When I was taught Intro to Film as an undergrad, I was not really taught to ever think about the production of film, so I wanted to end my class on having students consider the actual labor of movies.
It’s a difficult subject to emphasize, especially because it’s one of those things I’ve thought about, read about, but never seen taught. Unlike editing or spectatorship, I genuinely was unclear how to make it meaningful to undergrads.
I decided I wanted to focus on four different key subjects: how production cultures value their craft, how labor gets divided between gender, how gig work makes lives precarious, and how unions try to right that wrong.
In explaining these concepts, I’ve emphasized the importance of never forgetting the workers who actually make what we consume, and how cinema is one of the rare things that tells us their names—you won’t find a worker’s name on an iPhone or on a can of beans at the store.
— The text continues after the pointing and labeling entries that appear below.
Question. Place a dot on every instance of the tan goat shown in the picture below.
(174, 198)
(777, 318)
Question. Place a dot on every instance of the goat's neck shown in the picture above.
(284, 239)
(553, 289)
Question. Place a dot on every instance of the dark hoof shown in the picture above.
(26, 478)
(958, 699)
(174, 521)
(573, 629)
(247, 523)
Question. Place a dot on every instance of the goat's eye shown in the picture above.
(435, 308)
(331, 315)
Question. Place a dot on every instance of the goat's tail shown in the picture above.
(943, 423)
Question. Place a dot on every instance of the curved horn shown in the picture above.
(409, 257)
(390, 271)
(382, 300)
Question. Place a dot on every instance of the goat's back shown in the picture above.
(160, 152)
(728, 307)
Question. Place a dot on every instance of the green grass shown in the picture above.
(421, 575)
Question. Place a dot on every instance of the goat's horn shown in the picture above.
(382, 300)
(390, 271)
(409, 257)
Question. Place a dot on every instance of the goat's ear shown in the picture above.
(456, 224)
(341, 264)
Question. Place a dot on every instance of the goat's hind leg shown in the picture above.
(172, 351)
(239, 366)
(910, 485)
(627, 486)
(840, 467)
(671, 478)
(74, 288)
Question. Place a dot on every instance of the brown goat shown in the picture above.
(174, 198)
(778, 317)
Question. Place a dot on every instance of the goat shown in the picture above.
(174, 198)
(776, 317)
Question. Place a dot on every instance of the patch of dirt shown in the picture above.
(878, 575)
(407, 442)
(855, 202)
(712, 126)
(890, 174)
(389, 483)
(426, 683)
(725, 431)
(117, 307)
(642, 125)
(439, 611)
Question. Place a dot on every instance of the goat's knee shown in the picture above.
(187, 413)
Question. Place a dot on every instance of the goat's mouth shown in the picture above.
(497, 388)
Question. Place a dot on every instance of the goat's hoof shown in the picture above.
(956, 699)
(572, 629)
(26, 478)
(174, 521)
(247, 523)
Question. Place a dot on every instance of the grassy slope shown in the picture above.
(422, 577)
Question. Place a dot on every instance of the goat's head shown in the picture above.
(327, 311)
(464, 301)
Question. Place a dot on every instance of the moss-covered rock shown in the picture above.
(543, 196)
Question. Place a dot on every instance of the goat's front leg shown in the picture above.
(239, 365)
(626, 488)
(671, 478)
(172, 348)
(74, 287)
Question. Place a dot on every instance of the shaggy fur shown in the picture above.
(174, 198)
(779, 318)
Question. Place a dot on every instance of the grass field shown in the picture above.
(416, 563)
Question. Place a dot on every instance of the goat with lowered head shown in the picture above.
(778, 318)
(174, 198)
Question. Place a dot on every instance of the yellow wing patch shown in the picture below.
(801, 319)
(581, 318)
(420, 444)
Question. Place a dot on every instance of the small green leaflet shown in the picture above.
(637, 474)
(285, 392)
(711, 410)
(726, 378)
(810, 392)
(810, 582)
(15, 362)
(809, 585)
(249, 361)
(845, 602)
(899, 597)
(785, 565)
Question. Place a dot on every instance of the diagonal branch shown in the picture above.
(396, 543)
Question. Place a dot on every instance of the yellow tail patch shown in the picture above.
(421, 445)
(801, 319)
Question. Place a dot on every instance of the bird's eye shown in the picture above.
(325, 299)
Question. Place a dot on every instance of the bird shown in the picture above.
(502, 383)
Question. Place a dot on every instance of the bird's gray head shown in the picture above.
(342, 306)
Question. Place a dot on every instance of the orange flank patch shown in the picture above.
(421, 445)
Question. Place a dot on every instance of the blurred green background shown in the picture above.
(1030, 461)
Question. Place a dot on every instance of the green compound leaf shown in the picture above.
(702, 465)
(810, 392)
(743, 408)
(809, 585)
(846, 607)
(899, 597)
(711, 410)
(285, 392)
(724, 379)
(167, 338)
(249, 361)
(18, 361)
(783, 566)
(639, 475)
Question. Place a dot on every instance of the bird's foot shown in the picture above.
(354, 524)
More so, I got to include ideas and work from many of my favorite scholars: Katie Bird, John Caldwell, Luci Marzola, Miranda Banks, Erin Hill, Karen Ward Mahar, Steve Ross, and Jane Gaines.
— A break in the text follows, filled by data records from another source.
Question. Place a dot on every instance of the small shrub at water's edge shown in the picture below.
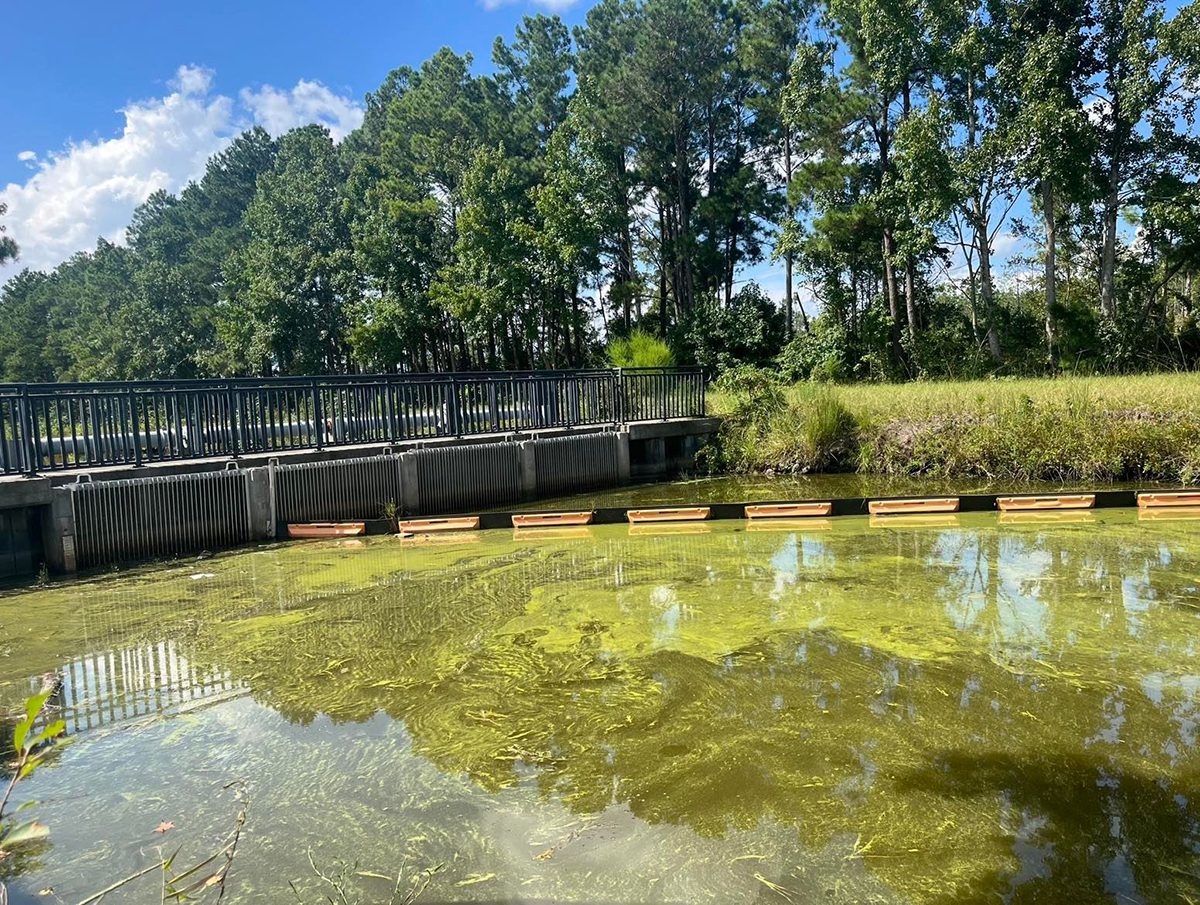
(763, 430)
(1068, 430)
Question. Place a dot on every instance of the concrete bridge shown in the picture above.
(93, 474)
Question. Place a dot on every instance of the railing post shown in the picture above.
(28, 444)
(234, 426)
(453, 414)
(133, 427)
(318, 419)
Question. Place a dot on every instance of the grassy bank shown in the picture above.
(1067, 429)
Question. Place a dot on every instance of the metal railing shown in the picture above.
(54, 426)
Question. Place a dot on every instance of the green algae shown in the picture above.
(912, 714)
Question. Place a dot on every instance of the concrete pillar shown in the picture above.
(528, 469)
(623, 471)
(261, 502)
(409, 484)
(657, 455)
(59, 533)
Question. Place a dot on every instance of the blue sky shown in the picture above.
(103, 102)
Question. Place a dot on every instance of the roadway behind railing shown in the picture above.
(58, 426)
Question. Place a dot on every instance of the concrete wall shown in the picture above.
(454, 480)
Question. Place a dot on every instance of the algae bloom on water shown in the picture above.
(951, 713)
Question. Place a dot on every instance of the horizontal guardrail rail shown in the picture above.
(55, 426)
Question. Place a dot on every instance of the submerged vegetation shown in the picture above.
(1062, 430)
(672, 718)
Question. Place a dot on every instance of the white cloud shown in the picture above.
(90, 189)
(307, 102)
(552, 5)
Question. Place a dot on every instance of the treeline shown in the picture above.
(624, 177)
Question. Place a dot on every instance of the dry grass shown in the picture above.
(1067, 429)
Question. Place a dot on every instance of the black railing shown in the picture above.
(53, 426)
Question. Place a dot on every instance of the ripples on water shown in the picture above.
(959, 712)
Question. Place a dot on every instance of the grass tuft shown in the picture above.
(1059, 430)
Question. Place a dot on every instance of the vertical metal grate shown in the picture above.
(147, 517)
(568, 463)
(454, 479)
(351, 489)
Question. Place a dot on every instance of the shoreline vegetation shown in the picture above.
(1067, 429)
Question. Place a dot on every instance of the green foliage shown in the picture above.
(9, 250)
(640, 349)
(820, 353)
(749, 330)
(30, 749)
(768, 430)
(641, 165)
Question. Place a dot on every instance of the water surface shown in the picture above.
(955, 711)
(754, 487)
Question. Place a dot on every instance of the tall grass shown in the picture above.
(640, 349)
(1067, 429)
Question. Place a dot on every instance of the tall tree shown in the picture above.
(1045, 67)
(287, 288)
(9, 249)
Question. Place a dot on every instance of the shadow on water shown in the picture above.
(930, 715)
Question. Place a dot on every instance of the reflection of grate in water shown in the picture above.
(125, 683)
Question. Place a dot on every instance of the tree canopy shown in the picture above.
(627, 175)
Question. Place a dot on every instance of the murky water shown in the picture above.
(951, 712)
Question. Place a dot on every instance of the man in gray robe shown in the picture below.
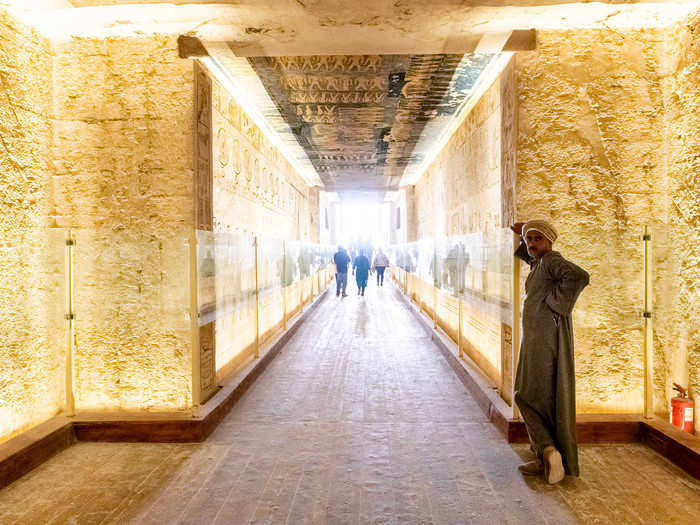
(544, 384)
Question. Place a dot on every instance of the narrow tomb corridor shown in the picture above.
(358, 420)
(183, 183)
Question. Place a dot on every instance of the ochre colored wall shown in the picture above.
(123, 157)
(32, 350)
(461, 193)
(607, 140)
(677, 258)
(256, 192)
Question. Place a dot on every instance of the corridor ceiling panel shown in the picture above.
(363, 120)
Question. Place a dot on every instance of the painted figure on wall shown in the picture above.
(341, 260)
(544, 384)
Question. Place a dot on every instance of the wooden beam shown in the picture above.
(190, 47)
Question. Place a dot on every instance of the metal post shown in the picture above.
(515, 334)
(194, 321)
(648, 328)
(284, 287)
(434, 306)
(70, 317)
(459, 327)
(257, 301)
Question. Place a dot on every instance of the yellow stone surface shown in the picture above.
(32, 350)
(460, 194)
(122, 158)
(608, 134)
(257, 192)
Plus, in a class where I tried to emphasize cinema as a window onto the world, it means I could end the class with CAMERAPERSON.
This was my first time teaching Intro to Cinema alone. It meant produced an hour long video every week. Lectures alone took about three full days of work. I taught some things I had never seen taught.
But I think it was important context for how students should understand how they view not just movies, but the world today. Did I do a good job? I guess that’s up to the students in their evaluations. But I absolutely tried my hardest to give them the class they deserved.